Part of my brain says "Do not do that". Impossible to read. But then I discovered you can also put comments and blank lines in the function signature and I wonder if I could make a small program just using cfg's in a function signature. is the combination of "all", "any", "not", and "cfg_attr" turing complete?
But of course reality and my day job might prevent that.

Arbitrary combinations of these are, in theory – you can make a NAND gate from not and all, and NAND gates are compute universal.
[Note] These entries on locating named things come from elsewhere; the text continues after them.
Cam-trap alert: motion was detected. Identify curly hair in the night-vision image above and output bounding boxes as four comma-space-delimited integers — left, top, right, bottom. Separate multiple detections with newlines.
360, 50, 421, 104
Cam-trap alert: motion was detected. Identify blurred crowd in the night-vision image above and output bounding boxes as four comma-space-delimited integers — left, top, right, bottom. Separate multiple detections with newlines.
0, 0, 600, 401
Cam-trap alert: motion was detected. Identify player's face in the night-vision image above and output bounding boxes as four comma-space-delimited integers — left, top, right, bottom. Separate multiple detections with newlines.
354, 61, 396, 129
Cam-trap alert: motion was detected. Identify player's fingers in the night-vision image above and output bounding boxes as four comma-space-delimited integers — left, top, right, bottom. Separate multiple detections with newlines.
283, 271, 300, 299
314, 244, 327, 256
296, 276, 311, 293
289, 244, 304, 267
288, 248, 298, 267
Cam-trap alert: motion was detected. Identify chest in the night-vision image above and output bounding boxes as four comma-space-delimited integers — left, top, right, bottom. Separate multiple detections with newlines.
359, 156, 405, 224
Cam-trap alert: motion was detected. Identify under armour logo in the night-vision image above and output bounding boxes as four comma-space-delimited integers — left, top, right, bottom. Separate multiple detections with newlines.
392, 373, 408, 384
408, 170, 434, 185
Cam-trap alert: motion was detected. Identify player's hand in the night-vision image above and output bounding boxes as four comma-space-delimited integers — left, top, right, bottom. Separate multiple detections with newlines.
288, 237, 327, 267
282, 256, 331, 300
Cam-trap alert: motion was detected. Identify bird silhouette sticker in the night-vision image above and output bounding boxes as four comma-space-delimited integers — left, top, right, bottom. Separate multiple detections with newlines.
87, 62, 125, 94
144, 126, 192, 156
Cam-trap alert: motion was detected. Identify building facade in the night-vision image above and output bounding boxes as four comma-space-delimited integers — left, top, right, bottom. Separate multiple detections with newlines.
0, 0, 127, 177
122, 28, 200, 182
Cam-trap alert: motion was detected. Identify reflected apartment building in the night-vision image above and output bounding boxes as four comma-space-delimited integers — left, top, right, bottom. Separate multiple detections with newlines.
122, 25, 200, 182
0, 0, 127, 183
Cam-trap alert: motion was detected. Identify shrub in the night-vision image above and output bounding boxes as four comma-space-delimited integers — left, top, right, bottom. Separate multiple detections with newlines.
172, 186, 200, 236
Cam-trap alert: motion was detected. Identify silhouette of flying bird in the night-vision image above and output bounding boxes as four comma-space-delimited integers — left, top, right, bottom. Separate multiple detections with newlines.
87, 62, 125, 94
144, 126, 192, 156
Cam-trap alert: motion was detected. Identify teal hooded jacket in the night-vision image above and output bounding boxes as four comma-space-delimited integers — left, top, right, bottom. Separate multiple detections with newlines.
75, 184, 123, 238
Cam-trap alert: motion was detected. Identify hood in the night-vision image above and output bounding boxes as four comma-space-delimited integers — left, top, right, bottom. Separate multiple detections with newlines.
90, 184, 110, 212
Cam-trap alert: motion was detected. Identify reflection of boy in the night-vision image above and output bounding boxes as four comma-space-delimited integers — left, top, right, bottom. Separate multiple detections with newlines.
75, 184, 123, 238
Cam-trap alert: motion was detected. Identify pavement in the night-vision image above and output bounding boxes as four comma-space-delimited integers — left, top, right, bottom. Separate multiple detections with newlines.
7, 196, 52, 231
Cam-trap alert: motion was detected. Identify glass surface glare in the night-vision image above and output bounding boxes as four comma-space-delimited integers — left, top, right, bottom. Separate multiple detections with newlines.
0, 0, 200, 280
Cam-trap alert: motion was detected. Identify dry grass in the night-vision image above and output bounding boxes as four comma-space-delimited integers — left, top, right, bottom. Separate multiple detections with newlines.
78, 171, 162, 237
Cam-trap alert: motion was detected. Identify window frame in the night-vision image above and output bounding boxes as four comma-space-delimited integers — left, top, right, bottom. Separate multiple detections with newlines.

That said, I don't know how much nesting is actually allowed by the syntax/spec/implementation.

I don't understand how that relates to cfg attributes, but of course you can – you can use comments and newlines pretty much anywhere any other kind of whitespace would be allowed. Breaking up a signature into multiple lines is useful when it grows longer than the line width of whatever style guidelines you follow (this can easily happen with 2-3 parameters and a generic return type, for instance).